Snow is falling. It's falling in large flakes, the kind that are soft and silent and beautiful. It is magic out there, reminding me of magic that seems to have gone from inside of me. It's as if I'm looking out into the snowy street and into a past fog of emotional imagination that most of my life consisted of. What is left, besides the memories? I have memories of things that never were, of scenes that were described in books and media and given life inside my head. And the snow is falling in this grungy city now, for real. It is 1:36 in the morning and it's really happening. But the relentless imagination continues unfulfilled, creating more lively realities in me with such desperately energetic longing. It's why sometimes my body feels like a husk.
Time for me is not linear. Change comes sideways and from the sky, too. It's as if moving forward in time and the realities that come from a particular moment in time are separate from the space in which we have maneuvered ourselves. And so I've been waiting for the time when I will be put into the reality that I've been dreaming of, where I can expand into my new body and circumstance comfortably, out of this inconvenient, crowded meandering.

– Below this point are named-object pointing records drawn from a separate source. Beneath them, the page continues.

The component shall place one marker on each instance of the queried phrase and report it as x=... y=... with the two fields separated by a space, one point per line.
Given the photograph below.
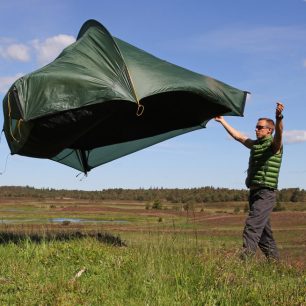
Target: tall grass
x=154 y=269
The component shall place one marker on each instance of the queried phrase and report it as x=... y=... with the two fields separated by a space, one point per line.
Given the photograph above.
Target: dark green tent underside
x=81 y=109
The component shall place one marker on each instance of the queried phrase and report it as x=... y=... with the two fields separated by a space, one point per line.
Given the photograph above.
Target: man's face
x=262 y=129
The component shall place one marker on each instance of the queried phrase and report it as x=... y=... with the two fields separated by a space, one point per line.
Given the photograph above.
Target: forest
x=174 y=195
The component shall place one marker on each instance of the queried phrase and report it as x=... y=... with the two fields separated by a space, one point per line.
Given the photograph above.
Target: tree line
x=174 y=195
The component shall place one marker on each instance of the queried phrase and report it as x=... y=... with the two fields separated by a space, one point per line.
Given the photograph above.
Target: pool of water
x=60 y=220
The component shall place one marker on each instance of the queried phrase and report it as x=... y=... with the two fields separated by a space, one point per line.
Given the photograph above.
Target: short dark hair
x=270 y=122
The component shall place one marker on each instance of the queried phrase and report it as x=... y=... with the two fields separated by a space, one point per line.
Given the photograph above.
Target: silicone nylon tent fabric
x=103 y=98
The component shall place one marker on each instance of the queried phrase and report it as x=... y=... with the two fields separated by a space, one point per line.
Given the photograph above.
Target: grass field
x=168 y=256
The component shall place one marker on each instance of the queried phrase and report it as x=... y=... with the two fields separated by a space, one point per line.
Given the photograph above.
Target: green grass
x=155 y=269
x=172 y=257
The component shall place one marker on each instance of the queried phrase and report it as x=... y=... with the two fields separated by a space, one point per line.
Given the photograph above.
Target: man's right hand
x=219 y=118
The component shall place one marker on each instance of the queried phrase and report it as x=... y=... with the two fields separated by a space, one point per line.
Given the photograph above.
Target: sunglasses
x=260 y=127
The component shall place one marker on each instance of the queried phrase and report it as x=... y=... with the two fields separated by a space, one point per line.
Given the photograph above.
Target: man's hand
x=279 y=109
x=219 y=119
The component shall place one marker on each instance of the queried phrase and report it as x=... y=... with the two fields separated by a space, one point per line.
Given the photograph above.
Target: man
x=262 y=178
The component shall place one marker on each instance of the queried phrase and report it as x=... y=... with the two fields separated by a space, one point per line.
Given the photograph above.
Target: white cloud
x=6 y=82
x=294 y=136
x=19 y=52
x=251 y=39
x=50 y=48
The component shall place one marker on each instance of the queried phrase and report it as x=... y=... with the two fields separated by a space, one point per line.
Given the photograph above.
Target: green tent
x=103 y=98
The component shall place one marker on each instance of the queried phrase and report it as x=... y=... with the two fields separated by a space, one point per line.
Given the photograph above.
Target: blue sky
x=257 y=46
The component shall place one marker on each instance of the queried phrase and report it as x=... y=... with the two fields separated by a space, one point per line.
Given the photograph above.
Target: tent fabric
x=103 y=98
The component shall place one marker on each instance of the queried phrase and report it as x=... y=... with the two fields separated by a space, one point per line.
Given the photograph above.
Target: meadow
x=81 y=252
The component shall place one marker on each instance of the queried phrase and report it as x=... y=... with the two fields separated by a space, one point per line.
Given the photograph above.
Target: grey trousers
x=257 y=231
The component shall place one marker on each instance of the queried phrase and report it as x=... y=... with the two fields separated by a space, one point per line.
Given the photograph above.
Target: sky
x=256 y=46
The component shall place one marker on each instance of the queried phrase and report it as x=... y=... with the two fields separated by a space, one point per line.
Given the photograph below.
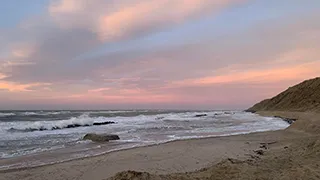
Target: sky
x=154 y=54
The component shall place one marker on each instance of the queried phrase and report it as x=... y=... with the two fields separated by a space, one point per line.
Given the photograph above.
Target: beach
x=176 y=158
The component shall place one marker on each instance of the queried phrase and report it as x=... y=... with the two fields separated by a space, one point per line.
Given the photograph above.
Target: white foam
x=7 y=114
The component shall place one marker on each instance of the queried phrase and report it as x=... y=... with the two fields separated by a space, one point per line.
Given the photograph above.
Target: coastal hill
x=304 y=97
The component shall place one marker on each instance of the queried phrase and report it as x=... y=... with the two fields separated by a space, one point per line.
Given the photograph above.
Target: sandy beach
x=175 y=158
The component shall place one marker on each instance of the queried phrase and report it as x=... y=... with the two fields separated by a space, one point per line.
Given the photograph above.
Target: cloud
x=113 y=20
x=45 y=58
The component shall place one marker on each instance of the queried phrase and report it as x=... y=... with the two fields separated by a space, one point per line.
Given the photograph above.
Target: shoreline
x=7 y=170
x=177 y=157
x=204 y=152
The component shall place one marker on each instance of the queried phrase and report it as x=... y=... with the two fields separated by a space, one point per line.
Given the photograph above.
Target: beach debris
x=259 y=152
x=269 y=143
x=264 y=146
x=201 y=115
x=101 y=137
x=288 y=120
x=234 y=161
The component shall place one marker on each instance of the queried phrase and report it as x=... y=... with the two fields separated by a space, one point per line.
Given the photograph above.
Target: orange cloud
x=123 y=18
x=295 y=72
x=14 y=87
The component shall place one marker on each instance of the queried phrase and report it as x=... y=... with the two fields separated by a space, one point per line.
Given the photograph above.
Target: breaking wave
x=7 y=114
x=74 y=122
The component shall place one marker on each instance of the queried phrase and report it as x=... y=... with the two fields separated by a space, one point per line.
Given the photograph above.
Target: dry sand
x=286 y=154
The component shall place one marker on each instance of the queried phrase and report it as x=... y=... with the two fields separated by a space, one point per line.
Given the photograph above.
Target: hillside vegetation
x=304 y=97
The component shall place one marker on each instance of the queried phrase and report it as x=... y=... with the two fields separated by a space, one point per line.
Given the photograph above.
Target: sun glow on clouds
x=42 y=65
x=124 y=18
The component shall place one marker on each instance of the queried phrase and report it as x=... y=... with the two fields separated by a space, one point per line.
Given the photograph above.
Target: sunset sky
x=146 y=54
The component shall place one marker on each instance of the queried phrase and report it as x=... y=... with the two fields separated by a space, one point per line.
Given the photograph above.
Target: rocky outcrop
x=304 y=97
x=100 y=137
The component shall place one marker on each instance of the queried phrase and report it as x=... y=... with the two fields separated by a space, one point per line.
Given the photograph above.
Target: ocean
x=33 y=138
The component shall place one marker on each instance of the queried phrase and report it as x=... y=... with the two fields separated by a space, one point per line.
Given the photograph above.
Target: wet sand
x=265 y=155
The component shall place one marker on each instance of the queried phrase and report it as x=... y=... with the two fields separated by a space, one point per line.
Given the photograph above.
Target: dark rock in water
x=288 y=120
x=58 y=127
x=201 y=115
x=100 y=137
x=250 y=110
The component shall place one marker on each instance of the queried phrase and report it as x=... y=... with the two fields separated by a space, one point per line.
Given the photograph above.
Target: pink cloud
x=125 y=18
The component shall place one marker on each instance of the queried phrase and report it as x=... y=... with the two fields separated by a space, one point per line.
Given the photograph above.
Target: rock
x=288 y=120
x=100 y=137
x=259 y=152
x=201 y=115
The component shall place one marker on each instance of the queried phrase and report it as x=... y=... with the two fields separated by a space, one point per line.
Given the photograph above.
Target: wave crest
x=74 y=122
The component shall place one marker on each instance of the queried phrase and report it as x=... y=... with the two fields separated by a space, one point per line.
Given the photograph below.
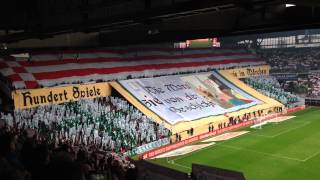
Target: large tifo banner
x=249 y=71
x=186 y=98
x=38 y=97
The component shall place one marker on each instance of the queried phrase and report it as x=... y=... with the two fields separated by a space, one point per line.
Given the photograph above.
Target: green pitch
x=288 y=150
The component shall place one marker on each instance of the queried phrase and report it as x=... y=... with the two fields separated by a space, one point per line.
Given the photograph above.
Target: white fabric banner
x=186 y=98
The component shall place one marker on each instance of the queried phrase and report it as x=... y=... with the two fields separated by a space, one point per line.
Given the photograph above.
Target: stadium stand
x=271 y=87
x=291 y=59
x=102 y=133
x=69 y=67
x=314 y=80
x=109 y=122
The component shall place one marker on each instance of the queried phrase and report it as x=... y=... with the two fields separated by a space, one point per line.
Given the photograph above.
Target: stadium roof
x=119 y=22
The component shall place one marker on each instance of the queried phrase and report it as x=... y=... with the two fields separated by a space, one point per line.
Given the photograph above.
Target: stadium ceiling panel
x=143 y=21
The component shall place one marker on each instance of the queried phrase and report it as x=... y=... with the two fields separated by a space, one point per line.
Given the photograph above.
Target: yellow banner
x=55 y=95
x=249 y=71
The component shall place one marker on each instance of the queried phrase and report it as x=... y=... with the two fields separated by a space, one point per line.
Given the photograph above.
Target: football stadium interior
x=170 y=89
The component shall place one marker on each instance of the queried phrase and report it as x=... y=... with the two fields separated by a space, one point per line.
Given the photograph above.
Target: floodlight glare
x=290 y=5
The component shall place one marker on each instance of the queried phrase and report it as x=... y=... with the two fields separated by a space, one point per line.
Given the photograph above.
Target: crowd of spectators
x=314 y=80
x=85 y=137
x=291 y=59
x=269 y=86
x=304 y=63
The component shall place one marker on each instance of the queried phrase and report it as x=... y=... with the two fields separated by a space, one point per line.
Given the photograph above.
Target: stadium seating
x=52 y=69
x=271 y=87
x=314 y=80
x=108 y=122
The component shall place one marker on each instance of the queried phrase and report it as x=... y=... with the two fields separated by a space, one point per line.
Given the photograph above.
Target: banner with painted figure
x=185 y=98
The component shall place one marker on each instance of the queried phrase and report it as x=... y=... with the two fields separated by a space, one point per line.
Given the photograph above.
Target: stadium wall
x=170 y=147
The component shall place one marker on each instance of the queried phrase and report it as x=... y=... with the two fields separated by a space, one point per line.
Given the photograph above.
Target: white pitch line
x=266 y=154
x=283 y=132
x=312 y=156
x=177 y=164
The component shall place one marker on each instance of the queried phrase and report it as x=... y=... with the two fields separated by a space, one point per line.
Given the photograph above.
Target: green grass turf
x=287 y=150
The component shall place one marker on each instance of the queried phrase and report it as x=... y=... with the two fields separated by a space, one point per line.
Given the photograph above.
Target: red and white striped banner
x=69 y=67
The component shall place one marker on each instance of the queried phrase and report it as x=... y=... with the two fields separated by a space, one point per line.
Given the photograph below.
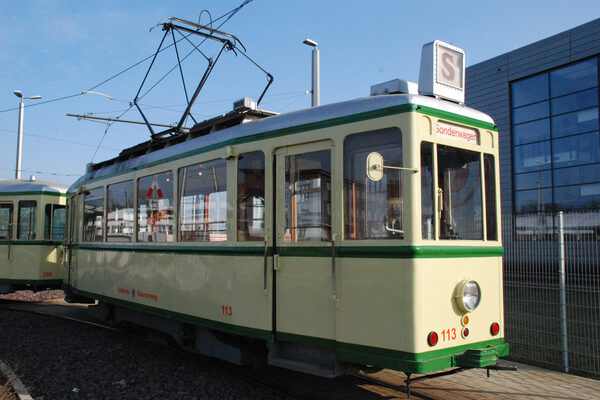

I have conceded, at least intellectually, that in order to live an imagined reality I must create it and build it. It would be so much simpler if there were only one inside my head. But the falling snow lands anywhere it wants and it tumbles, it tumbles as it falls. Flakes collide, meld, melt, freeze, crystallize, break apart, drift, tumble, tumble. They fall where they will.
In the sodium glow of the street lights the snow falls on cars parked along the sidewalks. The dirty sidewalks and their trash and litter are covered by the snow, undisturbed in the night. I see romances, crimes and violence, mystery in generous helpings. Most of all, at least tonight, I see adventures. These adventures are marked by old lusts and outward urges that I thought had gone away, but have risen to the surface as if unchanged by time. Fresh. They are marked by a blank vision of the future and abandonment of the past. What is left is pure fire, hearty and steadfast. I can feel it in my chest so clearly now. There's a real sense of power.
With these visions I remember that I have forgotten the fact of freewill. I act without an acknowledgement or awareness of the will inside the things I do. These things are called decisions. I've almost forgotten I have that power. To decide.
And suddenly the vision is gone. My eyes were following one of the flakes of snow and it became one of the mass. It's just snow falling, precipitation. It will be frustrating to pick up my laundry tomorrow. I'll have to get up earlier than I'd like so that I have time to finish my school work. I must remember to go to a cash machine on the way to the Laundromat. I should also make time to visit the Registrar's office. I know how hard it is for me to get up so I should force myself to sleep now.
I secretly hope that the snow will still be falling in the morning.